Drew was big and lumbering like all kids who have grown too fast for their age, not fat but hulking and quick to agitate, usually because he wasn’t in on the joke. Kyle was the oldest of the group, a year older than Harry and Brian and two years older than the rest of us. He was a protestant, whatever that was. To me it meant he came from a good family who had a clear and respectable course laid out for him. His grades were excellent and he was mannered and restrained in a way that set him apart. While the rest of us unloaded hateful bales of nasty we had learned either at school or from older siblings, Kyle actually once shouted at one of our targets, “Don’t compromise, Midasize!” We were appalled and embarrassed and threatened him with permanent banishment from the ‘let’s get chased game’. He was however blessed with a gangly track and field body and a practical sense of self-preservation that assured he would never be caught.

But now Kyle and Drew were nowhere to be found and Harry, Brian, Chris and I were running like thoroughbreds in the homestretch, exchanging leads and jockeying for position.
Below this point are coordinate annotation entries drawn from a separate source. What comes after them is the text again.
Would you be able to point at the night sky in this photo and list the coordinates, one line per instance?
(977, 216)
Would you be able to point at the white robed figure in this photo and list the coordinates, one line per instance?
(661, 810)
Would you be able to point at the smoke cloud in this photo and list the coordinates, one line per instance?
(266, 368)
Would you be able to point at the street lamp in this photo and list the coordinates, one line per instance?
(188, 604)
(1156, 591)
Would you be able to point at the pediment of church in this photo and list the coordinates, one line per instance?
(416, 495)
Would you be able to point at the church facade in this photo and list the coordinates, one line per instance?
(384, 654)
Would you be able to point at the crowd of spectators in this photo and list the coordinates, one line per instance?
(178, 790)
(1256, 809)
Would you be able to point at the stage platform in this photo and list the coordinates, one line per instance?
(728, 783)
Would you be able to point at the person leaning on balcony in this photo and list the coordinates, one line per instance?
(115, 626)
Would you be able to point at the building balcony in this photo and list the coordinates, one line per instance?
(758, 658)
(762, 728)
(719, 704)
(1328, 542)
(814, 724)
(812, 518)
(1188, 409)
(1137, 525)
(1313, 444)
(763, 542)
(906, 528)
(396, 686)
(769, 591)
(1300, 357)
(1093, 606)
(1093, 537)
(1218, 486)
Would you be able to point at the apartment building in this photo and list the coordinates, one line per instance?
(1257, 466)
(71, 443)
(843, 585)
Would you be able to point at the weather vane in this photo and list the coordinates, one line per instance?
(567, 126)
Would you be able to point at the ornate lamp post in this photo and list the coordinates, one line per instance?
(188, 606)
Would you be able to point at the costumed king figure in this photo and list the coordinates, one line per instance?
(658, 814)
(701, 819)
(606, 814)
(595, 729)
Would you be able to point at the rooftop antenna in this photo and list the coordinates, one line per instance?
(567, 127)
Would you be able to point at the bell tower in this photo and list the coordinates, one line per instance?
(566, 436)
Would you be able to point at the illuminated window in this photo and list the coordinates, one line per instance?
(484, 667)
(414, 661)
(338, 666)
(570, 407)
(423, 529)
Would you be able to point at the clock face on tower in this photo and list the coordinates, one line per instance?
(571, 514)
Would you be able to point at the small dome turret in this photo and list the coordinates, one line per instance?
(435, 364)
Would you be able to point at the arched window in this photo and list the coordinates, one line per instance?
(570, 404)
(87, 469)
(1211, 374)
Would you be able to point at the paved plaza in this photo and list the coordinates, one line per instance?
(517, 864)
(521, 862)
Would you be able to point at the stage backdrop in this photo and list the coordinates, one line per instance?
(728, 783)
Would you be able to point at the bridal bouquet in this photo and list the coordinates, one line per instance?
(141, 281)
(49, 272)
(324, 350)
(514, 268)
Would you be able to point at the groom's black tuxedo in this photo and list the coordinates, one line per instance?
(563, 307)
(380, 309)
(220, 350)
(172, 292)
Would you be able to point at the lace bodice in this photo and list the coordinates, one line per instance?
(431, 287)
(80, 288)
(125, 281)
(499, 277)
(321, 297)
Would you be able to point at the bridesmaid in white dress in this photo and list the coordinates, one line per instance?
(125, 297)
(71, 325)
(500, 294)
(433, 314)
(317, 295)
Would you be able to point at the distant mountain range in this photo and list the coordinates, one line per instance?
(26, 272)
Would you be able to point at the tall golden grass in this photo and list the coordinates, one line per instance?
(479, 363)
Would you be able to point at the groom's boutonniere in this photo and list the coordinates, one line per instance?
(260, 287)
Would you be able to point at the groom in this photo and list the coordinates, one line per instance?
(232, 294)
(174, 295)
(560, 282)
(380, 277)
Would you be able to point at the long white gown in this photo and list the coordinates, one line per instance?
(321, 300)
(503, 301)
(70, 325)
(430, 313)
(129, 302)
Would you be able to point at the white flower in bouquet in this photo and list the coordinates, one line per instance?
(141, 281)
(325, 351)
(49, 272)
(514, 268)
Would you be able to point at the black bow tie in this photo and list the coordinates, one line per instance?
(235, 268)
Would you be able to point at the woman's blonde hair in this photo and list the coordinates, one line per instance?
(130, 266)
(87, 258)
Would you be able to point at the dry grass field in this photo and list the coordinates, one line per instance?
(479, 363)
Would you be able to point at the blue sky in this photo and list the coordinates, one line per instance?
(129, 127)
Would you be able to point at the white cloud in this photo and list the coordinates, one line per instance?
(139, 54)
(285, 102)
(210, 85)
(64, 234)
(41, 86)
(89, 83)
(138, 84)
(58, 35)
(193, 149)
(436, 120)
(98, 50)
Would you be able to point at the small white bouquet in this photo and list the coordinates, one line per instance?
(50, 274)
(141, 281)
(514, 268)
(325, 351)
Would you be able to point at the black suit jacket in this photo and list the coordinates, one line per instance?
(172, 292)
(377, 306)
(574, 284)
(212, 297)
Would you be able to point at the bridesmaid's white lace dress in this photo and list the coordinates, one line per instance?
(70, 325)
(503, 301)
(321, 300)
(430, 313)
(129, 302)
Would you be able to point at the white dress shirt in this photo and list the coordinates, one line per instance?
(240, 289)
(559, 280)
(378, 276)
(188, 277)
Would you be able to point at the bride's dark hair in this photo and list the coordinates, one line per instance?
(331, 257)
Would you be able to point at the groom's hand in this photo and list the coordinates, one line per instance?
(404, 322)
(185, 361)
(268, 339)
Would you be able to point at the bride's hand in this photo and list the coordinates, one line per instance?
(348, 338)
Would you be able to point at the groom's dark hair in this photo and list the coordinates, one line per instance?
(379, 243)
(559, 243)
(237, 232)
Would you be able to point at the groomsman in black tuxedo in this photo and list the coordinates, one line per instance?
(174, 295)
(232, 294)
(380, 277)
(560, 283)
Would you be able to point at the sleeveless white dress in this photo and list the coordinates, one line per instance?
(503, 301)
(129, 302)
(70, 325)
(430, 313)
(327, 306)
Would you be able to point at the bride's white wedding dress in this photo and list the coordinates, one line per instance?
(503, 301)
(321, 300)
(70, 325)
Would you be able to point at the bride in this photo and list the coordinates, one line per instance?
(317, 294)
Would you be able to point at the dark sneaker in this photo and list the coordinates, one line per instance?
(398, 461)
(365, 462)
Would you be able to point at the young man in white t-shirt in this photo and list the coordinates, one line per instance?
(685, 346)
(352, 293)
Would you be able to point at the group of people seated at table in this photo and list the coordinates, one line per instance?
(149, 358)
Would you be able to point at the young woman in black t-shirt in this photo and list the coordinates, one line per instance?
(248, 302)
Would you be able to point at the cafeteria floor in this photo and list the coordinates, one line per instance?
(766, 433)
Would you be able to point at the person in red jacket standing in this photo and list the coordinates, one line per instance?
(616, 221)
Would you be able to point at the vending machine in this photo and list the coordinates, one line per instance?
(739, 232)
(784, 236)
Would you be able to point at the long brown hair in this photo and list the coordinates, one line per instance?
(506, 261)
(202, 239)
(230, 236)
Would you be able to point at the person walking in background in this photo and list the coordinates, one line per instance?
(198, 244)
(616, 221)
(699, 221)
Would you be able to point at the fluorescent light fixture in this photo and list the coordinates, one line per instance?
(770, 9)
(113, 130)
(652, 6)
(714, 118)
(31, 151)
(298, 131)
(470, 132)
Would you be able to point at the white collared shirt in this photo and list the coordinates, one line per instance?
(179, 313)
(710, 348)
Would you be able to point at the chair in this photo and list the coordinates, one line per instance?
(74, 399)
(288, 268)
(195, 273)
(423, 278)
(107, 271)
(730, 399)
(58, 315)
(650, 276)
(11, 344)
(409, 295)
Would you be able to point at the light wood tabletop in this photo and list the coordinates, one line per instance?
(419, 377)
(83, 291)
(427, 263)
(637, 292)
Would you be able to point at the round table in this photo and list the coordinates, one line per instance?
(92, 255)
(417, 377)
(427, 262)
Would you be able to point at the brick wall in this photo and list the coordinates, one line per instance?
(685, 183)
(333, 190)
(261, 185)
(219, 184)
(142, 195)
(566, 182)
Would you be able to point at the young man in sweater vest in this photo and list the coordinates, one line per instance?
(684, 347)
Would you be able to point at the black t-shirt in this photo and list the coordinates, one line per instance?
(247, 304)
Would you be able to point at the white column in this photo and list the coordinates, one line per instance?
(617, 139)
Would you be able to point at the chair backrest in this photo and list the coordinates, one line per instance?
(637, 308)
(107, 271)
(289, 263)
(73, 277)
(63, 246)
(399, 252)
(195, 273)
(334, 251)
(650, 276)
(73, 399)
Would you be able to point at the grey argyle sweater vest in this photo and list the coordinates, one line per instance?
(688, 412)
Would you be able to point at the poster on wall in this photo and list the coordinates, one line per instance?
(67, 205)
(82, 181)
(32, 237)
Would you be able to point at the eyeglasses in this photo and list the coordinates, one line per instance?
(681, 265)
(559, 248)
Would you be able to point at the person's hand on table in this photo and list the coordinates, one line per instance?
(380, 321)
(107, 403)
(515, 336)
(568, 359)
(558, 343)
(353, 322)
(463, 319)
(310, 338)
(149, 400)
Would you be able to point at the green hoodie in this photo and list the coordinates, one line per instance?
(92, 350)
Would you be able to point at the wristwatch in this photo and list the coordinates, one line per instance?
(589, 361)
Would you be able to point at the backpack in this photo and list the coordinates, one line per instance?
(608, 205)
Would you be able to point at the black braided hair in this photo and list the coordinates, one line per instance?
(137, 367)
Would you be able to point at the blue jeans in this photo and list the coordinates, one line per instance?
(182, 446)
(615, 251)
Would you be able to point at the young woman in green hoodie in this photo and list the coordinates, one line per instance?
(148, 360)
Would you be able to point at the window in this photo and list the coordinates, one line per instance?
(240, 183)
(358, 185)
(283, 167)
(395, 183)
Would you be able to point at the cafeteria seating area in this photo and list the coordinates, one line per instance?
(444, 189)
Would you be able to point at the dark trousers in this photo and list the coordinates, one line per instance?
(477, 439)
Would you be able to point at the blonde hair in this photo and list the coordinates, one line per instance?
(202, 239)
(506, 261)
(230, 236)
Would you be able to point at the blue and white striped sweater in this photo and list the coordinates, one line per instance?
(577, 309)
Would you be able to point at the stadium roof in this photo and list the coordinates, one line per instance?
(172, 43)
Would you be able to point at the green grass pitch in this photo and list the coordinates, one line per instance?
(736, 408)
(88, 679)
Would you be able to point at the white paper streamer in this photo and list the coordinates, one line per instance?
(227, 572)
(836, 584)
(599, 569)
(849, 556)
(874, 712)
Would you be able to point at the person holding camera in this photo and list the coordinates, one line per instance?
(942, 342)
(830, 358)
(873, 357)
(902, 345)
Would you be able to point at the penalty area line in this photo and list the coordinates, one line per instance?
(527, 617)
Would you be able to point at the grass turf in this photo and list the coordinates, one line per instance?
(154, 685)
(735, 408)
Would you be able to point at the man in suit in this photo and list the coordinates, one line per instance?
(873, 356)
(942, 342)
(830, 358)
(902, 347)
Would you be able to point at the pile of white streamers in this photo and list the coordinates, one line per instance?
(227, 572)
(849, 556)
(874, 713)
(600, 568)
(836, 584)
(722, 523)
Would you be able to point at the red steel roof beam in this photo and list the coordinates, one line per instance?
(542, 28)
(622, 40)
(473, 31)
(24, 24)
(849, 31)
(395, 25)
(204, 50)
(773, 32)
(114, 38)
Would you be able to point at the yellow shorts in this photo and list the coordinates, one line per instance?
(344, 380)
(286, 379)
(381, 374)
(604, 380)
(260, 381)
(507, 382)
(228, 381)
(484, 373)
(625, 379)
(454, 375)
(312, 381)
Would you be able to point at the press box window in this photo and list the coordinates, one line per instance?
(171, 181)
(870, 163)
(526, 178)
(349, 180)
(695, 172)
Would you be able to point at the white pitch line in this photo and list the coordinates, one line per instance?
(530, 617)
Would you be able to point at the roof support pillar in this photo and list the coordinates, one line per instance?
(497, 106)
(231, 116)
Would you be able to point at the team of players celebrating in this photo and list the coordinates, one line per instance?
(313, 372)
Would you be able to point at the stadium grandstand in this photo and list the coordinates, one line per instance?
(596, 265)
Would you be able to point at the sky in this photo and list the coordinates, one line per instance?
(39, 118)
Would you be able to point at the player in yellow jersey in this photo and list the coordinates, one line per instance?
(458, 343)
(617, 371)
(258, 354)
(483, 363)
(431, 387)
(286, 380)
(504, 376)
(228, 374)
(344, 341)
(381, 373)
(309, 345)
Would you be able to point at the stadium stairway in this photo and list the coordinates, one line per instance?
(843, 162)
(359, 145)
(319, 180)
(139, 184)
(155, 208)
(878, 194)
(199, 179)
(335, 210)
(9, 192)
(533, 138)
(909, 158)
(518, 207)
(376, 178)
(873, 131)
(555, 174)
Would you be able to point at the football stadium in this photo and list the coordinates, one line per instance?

Our tennis shoes slapped and paddled the driveways and landscaping of the otherwise quiet street but all we could here was the blood and breath rushing through our heads and hearts and the ever increasing roar of that big, badass machine closing the gap between us and them. Just then we heard the jarring, sickening squawk of heavily applied brakes which told us without looking back that our pursuers felt close enough now to chase us on foot. Close enough to get their hands on us. It was decision time.

We were now halfway down Phelps when Harry, back in the lead, made a quick right turn between two houses. With that herd mentality that makes a hundred antelope move in one synchronized, smooth syndetic motion each of us followed suit. The older boys were so close now you could hear their breathing and sense their bloodlust but there were no war cries or curses. Every teenage body of both the huntsman and prey were reserving every atom of oxygen to the task of running. The only sound now was the ring and rattle of the chain-link fence as the first of us hurdled it, one foot on and over in a single bound. I was second to last now and just before making my leap I thought I felt the wisp of a hand clutch my tee shirt. Glancing over my shoulder in a split-second I saw the terrified face of one of our crew, clear and white with fright, mooning upward and backward until parallel with the ground, facing the starry sky. As I leapt the fence we all heard what sounded like a half-choked woof accompanied by a sickening thud like that of a sack of potatoes being dropped off the back of a delivery truck. We were already over the second fence and pushing through the lightly wooded ridgeline that separated the backyards from the delivery lot of the local IGA when a desperate, woeful cry pierced the night as well as our consciences, “Don’t leave me!”

And that’s how we knew we had lost Chris.